黄色の残像/桃色の残響(znnz)

『黄色の残像』

――禰豆子ちゃん、大好きだよ

 夢の中で起きた出来事は鮮明に、禰豆子の脳裏に焼き付いていた。黄色の羽織、透けるような金髪を持つ人が、自分の前に立ち大好きだと告げる。その声は優しくて、暖かくて、いとしく彼女の耳に目が覚めても残っていた。
 それが誰のものが、今の自分には分からないけれど夢の中で自分を庇ってくれた彼が、心の底から守りたいとそう思ってくれていたことは伝わっていた。

――貴方は誰なの?

 そう問いかけても何も返ってきやしない。夢の中で起きた出来事なのだから、当たり前といえばそうなのだが。
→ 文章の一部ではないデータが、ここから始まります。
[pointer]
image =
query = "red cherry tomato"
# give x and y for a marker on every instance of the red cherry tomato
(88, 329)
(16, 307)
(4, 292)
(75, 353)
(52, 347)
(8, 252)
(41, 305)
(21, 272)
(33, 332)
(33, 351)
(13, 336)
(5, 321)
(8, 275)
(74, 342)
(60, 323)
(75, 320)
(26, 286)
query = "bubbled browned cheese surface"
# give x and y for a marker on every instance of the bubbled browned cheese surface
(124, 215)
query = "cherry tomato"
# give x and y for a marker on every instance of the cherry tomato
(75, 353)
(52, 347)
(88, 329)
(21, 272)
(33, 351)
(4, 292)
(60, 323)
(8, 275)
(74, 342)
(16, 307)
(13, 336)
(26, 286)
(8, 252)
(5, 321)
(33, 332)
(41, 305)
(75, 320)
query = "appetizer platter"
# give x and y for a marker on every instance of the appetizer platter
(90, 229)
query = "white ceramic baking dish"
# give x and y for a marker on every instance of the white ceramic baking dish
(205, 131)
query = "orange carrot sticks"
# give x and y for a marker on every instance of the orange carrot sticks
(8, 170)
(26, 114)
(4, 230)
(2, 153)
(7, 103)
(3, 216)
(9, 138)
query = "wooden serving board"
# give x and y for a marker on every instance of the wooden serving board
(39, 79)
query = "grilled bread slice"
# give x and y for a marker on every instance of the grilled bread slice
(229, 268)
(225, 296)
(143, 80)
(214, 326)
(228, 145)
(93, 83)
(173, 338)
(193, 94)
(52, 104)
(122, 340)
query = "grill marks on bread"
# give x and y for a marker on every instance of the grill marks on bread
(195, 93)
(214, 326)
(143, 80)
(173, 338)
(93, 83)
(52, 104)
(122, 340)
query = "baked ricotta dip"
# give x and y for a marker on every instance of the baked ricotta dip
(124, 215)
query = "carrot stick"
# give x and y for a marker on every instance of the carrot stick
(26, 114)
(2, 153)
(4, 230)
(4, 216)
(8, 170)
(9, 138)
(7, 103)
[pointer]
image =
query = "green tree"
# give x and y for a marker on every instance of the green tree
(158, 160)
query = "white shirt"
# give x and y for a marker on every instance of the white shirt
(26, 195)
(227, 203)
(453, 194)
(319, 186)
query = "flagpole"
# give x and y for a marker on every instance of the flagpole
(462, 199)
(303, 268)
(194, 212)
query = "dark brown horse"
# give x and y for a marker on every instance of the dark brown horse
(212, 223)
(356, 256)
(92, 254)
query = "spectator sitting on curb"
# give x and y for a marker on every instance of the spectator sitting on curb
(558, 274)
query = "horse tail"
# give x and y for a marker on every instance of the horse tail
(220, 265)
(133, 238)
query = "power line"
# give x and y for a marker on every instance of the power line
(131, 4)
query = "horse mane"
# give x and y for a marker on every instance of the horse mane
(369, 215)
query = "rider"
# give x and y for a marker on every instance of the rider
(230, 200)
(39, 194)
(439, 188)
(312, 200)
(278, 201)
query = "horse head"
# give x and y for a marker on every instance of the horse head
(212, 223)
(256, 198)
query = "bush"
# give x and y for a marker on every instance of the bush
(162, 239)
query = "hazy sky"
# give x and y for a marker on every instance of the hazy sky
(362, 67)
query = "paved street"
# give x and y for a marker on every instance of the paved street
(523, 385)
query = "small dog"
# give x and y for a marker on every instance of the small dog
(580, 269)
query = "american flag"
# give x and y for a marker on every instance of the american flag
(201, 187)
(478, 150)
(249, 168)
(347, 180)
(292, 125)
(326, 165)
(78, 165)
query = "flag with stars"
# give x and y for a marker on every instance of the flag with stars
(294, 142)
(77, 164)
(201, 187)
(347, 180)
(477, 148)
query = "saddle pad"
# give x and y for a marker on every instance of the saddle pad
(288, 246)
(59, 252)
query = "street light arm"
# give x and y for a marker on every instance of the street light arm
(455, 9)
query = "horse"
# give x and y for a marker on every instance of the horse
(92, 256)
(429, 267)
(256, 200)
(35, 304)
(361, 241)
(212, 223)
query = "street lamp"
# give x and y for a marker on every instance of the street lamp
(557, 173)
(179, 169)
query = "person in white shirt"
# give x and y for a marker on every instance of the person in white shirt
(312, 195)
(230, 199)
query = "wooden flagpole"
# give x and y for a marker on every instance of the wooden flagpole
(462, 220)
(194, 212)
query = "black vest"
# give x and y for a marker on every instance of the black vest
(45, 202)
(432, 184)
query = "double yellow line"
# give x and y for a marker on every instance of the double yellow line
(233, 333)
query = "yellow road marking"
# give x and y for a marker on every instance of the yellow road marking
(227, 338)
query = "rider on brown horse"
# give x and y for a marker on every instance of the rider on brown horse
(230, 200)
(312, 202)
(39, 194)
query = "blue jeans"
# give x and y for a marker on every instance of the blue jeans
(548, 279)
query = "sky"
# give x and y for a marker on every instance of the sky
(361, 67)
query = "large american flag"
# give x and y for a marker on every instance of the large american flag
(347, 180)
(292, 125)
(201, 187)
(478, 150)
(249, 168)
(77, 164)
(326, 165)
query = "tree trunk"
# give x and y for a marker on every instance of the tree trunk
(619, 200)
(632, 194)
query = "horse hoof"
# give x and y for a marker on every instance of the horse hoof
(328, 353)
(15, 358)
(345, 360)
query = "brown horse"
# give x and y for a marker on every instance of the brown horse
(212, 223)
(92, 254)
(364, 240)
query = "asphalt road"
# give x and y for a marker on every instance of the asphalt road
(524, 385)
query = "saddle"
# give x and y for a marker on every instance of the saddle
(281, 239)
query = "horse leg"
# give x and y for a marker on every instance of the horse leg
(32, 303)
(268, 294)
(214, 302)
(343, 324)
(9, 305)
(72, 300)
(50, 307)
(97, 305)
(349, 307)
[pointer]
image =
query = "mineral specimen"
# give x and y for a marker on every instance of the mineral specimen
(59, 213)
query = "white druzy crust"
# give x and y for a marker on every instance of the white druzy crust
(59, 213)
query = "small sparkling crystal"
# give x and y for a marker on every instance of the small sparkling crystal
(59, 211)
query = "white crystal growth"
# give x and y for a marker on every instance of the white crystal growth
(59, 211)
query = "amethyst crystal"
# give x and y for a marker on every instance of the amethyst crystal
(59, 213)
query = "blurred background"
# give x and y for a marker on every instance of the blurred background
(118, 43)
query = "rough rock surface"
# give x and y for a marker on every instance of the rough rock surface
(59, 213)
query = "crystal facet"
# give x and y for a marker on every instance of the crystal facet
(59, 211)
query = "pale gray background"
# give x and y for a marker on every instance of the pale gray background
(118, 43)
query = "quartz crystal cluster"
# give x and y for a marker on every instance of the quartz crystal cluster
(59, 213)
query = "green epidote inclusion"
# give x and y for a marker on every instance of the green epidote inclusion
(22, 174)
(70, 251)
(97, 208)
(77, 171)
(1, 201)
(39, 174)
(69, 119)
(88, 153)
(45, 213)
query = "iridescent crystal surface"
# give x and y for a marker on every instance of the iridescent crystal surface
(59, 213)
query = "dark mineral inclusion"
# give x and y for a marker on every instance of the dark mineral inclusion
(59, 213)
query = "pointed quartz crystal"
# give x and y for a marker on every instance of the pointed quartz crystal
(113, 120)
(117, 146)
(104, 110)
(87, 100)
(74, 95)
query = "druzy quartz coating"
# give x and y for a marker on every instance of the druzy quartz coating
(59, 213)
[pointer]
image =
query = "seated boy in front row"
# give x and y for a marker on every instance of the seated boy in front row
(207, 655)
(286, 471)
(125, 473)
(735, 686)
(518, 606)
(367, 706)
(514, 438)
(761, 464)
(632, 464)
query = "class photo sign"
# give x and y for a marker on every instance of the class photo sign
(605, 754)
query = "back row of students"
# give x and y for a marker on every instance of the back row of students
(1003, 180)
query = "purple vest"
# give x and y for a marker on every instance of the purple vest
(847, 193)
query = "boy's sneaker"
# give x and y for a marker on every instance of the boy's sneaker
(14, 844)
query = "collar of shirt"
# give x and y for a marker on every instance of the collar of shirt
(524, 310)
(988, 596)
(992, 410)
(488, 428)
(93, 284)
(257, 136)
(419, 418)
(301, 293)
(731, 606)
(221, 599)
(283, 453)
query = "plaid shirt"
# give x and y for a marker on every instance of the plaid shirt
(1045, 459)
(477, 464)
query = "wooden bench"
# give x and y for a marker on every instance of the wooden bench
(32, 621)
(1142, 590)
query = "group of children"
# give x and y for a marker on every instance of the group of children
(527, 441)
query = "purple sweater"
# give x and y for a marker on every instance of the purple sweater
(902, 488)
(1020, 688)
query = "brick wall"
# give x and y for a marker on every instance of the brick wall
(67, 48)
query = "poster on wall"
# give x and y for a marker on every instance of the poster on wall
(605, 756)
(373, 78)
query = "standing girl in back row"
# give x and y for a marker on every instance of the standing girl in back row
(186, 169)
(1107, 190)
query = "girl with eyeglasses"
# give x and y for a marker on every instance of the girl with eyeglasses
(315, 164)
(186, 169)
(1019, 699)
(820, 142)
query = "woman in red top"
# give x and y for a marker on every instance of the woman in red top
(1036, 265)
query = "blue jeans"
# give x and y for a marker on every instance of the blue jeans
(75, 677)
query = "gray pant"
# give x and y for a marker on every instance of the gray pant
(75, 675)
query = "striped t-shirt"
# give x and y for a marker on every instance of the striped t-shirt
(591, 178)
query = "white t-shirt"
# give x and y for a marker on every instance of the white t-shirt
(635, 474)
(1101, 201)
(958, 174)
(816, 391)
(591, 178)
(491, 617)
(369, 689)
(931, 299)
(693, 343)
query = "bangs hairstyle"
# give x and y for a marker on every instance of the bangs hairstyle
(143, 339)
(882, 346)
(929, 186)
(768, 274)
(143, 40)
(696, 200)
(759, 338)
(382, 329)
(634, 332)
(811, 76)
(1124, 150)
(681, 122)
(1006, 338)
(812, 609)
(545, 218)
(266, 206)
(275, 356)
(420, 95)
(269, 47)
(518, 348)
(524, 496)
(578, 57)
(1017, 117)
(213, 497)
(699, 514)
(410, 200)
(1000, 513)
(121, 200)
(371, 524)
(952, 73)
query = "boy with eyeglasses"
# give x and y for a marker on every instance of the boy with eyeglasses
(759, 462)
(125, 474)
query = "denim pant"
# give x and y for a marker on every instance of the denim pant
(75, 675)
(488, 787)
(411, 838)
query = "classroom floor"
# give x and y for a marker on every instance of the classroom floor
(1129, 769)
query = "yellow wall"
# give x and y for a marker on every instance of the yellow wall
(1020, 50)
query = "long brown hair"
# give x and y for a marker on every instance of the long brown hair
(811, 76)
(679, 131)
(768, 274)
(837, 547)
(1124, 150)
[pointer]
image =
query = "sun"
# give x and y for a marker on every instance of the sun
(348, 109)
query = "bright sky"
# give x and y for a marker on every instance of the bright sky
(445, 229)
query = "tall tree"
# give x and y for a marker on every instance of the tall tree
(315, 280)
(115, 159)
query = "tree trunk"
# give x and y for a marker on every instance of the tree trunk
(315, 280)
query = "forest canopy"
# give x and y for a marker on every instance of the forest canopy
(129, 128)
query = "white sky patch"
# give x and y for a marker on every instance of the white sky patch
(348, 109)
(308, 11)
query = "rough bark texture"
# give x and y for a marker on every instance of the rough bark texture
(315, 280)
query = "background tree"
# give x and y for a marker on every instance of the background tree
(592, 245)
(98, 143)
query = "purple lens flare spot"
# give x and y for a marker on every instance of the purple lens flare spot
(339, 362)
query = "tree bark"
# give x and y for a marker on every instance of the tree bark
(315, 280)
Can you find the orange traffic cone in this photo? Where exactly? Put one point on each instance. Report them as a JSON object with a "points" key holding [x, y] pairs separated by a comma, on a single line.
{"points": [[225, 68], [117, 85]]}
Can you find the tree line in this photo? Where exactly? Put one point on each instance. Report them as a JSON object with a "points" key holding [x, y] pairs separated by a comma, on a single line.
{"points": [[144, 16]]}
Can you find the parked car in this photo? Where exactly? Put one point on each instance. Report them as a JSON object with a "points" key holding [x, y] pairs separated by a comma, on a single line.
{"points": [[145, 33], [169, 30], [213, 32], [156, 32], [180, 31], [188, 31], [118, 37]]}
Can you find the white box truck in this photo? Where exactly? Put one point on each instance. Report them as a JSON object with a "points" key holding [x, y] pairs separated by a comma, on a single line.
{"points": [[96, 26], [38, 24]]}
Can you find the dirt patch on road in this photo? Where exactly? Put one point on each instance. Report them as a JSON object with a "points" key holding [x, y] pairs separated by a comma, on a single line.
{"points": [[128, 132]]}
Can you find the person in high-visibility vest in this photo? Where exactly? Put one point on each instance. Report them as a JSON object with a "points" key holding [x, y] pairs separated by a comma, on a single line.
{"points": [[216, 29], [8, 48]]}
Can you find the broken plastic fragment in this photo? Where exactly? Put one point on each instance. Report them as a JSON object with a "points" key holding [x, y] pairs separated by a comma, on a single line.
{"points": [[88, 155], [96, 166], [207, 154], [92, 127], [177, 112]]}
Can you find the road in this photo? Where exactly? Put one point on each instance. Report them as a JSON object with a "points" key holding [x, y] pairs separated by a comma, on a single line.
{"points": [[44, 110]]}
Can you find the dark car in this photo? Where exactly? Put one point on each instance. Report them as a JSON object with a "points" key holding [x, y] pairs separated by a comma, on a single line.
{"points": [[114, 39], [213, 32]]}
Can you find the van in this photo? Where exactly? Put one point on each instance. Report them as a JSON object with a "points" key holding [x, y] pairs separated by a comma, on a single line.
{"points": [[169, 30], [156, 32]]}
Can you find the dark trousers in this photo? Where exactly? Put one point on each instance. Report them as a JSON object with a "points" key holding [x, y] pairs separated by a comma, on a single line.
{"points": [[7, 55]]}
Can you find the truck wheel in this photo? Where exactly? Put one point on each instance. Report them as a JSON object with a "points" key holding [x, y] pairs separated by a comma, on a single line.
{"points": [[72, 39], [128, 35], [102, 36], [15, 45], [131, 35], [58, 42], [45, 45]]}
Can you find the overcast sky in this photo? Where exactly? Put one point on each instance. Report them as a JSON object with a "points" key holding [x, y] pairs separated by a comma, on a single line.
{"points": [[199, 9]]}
やはりどこかで期待感を抱いていたのは嘘ではない。
 しかし、目を覚ました禰豆子にはやはり黄色い彼が誰だったのかはわからないままだ。
 もしかしたら、いつかどこかでの自分が想っていた人なのかもしれない、禰豆子はそんな風に少し夢見がちな気持ちに浸りながらベッドからゆっくりと身体を起こした。
 今日からキメツ学園に通う、文字通り門出の日。しっかりしなければ、禰豆子はそう自分を奮い立たせて身支度をはじめる。期待と不安の混ざり合う初日だが黄色い彼のおかげで、頑張れそうだった。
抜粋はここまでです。